Pour répondre à cette question, il fallait un homme qui fût de la descendance de David et qui assurât l’ascendance davidique de Jésus de Nazareth. Cet homme, c’est évidemment Joseph qui s’est trouvé appelé par Dieu à cette mission. Nous remarquons que dans ce débat, il y a une part qui est secrète. Joseph voulait renvoyer Marie en secret. Il reçoit le message de l’Ange dans un songe que personne d’autre que lui ne peut entendre. Publiquement, il accueille Marie et la reçoit comme épouse. Les habitants de Nazareth ne savent pas ce qu’il s’est passé en secret. Ils ne savent que ce qui se voit : un gentil couple avec un beau bébé, mais ils ne savent pas d’où vient ce bébé et ils ne savent pas quelle mission Marie et Joseph ont reçue. Peut-être qu’au-delà de la communauté chrétienne issue du Judaïsme, l’annonce faite à Joseph a un sens et un message qui nous est destiné à nous ! Ce message, c’est que l’enfant qui va naître à Bethléem, la ville de David, n’est pas le fruit d’une parthénogénèse ! Il n’est pas le fruit de l’union d’un dieu avec une femme, comme il en existait tant d’exemples dans les mythologies plus anciennes ! Cet enfant qui va naître est héritier d’une promesse. Il est descendant de David. Il est Messie d’Israël.
Et si l’on omet cette ascendance, ce lien avec David, si on omet la caractéristique messianique de la personne de Jésus, on retombe dans la mythologie païenne.

Le salut que Jésus apporte à l’humanité n’est pas un salut indéfini, c’est le fruit de la promesse dont Israël est porteur depuis tant de siècles, le fruit de la révélation qui a reconnu dans la personne de Dieu le créateur de l’univers. C’est donc cette ascendance davidique qui en fait le vrai Messie. Pour nous, j’allais dire « Romains », pour nous chrétiens des Nations, il serait tout à fait illusoire de nous imaginer que nous pouvons utiliser la naissance miraculeuse de Jésus comme une sorte de passeport pour nous affranchir de l’ascendance davidique. Il n’y a pas de christianisme vivant, réel, salvateur, s’il n’y a pas cette communion étroite avec la promesse d’un messie issu de David, promesse portée par Israël.

Qu’est-ce que cela change pour nous ? C’est principalement la chance unique qui nous est donnée que chacune de nos existences soit inscrite non pas simplement dans la durée de notre vie, non pas simplement dans l’espace géographique, mais qu’elle soit inscrite dans la totalité du projet cosmique de Dieu tel qu’il s’est révélé en Israël. Ce qui nous fait échapper au particularisme, ce qui nous fait entrer dans la plénitude que Dieu veut accomplir, c’est paradoxalement ce lien particulier avec le Messie d’Israël. Nous ne pouvons pas prétendre au salut universel si nous n’acceptons pas d’entrer dans la tradition du Messie issu de David.

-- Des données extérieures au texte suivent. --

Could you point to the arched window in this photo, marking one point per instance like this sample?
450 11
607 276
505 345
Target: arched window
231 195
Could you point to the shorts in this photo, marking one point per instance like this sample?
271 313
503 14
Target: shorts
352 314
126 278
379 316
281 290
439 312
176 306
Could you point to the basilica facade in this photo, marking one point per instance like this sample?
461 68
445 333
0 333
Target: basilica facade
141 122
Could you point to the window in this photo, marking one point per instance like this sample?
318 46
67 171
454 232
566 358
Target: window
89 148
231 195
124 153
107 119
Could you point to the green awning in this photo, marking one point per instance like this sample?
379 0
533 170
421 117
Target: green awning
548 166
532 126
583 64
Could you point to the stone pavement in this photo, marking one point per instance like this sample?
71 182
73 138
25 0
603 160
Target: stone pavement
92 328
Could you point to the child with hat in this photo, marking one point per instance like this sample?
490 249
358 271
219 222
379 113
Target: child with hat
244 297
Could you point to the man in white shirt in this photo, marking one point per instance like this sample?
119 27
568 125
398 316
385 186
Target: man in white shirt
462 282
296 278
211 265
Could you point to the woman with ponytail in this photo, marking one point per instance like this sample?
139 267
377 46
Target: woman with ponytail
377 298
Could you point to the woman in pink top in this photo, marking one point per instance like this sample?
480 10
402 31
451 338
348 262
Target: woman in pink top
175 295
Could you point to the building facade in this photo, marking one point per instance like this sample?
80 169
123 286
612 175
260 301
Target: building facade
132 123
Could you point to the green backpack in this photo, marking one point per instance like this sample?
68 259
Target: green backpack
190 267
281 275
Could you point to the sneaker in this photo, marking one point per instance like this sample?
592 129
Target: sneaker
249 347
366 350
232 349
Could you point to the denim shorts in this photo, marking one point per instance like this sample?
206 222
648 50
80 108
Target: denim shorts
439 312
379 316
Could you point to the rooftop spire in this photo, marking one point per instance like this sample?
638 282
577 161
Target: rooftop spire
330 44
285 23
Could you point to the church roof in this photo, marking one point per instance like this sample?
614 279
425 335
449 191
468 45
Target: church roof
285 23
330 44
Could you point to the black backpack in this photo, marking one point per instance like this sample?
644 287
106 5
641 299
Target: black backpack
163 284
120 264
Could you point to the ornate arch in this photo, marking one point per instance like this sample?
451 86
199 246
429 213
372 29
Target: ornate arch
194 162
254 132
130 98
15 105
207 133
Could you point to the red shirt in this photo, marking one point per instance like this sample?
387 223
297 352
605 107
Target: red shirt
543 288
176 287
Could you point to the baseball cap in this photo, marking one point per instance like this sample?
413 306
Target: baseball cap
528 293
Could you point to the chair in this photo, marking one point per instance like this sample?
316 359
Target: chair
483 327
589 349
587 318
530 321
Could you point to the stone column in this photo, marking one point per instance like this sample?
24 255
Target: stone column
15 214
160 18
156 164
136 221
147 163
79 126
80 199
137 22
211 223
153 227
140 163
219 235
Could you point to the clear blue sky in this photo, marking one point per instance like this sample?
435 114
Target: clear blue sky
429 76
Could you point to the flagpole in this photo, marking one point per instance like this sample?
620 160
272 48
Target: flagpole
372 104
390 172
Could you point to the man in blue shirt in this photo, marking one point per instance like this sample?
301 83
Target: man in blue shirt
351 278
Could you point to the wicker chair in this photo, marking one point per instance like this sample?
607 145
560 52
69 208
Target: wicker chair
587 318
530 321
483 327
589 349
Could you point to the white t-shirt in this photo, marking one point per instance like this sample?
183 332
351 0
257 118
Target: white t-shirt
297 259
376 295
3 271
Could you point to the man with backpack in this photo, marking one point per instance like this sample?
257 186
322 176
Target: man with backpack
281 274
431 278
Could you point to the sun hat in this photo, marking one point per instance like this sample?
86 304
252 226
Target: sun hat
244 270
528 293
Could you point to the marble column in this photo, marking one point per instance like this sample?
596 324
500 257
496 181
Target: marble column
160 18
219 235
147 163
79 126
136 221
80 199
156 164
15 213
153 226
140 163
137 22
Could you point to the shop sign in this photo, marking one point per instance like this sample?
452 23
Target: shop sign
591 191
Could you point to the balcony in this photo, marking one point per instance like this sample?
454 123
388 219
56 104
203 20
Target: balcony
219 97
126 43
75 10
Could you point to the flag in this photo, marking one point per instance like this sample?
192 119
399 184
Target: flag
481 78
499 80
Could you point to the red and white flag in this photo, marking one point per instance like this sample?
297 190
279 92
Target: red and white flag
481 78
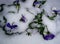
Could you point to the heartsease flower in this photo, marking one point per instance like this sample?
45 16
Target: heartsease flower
56 11
11 26
23 19
49 36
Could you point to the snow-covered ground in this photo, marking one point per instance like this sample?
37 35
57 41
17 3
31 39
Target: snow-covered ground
35 38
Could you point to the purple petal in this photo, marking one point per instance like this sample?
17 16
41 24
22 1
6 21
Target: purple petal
8 25
36 3
49 37
23 19
56 11
17 0
11 26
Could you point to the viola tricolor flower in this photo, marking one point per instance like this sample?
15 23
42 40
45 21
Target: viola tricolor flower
11 26
56 11
49 36
23 19
36 3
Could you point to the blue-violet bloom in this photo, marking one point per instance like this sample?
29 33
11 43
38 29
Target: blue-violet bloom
23 19
11 26
49 36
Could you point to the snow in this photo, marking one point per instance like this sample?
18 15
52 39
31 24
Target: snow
35 38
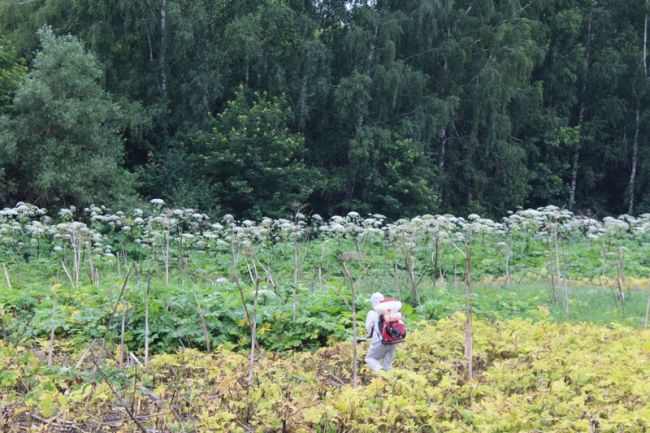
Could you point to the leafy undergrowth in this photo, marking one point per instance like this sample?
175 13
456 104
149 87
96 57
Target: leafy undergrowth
531 377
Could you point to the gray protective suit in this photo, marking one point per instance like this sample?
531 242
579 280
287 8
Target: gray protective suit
379 356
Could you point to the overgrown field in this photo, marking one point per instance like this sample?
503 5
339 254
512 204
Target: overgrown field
162 320
531 376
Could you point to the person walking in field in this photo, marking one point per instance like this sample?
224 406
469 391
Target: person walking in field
385 329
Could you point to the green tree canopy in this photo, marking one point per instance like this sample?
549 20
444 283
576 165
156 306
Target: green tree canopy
252 161
62 143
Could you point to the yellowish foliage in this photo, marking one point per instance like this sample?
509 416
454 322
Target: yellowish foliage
530 377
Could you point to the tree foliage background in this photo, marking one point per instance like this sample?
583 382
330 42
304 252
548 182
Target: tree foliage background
261 107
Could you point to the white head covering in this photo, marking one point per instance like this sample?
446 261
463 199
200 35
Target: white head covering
376 298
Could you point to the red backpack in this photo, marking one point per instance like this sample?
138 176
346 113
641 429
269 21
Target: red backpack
391 327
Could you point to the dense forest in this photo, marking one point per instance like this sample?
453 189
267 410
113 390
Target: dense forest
264 107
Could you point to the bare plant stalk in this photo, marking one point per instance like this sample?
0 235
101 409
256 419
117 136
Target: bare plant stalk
551 272
67 273
166 256
621 278
469 337
91 265
146 322
204 328
557 262
251 361
122 330
7 279
506 281
647 309
566 281
410 270
353 307
50 351
320 278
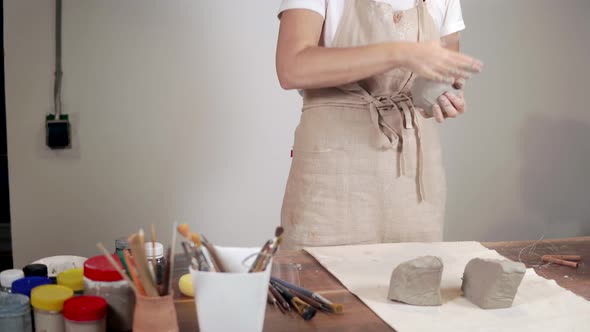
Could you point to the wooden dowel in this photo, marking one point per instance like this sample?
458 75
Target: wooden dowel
574 258
550 259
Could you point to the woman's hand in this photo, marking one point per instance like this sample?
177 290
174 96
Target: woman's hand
450 105
434 62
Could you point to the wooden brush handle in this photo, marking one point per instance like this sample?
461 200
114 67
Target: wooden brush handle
550 259
574 258
145 276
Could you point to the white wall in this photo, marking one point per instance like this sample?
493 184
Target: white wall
178 115
518 162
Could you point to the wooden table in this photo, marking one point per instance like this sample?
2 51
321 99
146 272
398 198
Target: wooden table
301 268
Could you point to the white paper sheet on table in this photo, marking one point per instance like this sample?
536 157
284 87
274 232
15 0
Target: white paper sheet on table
365 270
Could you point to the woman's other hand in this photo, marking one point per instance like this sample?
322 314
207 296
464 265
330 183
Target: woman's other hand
435 62
450 105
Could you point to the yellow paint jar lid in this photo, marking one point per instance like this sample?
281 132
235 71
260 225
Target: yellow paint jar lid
50 297
185 284
73 279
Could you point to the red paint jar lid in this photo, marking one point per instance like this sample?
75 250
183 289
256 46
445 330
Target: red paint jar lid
98 268
85 308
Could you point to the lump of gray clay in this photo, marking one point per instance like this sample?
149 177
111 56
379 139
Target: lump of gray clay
417 281
492 283
425 93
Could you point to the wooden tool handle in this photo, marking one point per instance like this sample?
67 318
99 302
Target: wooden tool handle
554 260
575 258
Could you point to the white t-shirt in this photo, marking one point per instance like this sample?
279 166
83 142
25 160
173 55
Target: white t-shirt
447 14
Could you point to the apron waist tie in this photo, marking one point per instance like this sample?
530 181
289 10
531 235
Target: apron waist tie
388 138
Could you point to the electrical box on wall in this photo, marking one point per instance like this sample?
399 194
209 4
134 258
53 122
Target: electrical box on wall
58 131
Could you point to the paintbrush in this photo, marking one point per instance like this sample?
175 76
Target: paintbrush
128 260
273 248
333 307
122 259
306 311
185 231
136 241
154 265
168 286
217 264
198 251
163 289
188 251
283 304
111 260
311 302
260 257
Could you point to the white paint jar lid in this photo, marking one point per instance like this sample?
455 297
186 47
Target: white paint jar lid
9 276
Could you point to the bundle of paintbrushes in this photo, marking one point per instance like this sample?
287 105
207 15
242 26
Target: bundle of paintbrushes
137 269
306 303
202 255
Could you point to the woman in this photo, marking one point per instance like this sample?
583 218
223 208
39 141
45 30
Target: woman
366 168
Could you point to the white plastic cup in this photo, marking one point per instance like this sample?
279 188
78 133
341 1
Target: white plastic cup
234 300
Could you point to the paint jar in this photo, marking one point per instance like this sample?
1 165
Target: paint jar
7 277
48 302
85 314
235 300
15 313
25 285
73 279
155 314
156 256
102 279
35 270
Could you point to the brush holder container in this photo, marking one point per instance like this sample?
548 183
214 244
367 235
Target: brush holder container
155 314
102 279
234 300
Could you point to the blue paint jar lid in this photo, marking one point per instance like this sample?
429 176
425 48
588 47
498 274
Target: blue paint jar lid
14 305
25 285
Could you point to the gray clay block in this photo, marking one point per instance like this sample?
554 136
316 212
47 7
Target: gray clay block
492 283
417 281
425 93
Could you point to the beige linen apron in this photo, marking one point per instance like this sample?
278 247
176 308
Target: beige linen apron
366 167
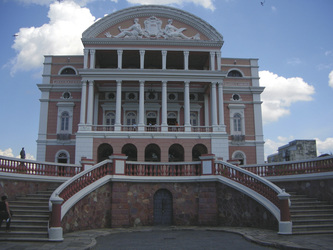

Dieu s’est manifesté dans l’histoire, Dieu s’est fait connaître dans l’histoire, Dieu a parlé dans l’histoire, et le salut qu’il veut réaliser pour les hommes est indissociable de l’histoire humaine. Et donc, ce salut est indissociable de notre propre histoire, de l’histoire de chacune de nos vies, qui se trouve emportée par la puissance du Christ Messie pour devenir un signe à l’usage des Nations, pour devenir la manifestation du mystère de Dieu.

Dieu a voulu créer l’univers, il a voulu créer l’homme, il a voulu le créer à nouveau en la personne du Fils et il veut rassembler tous les hommes en un seul peuple. Amen.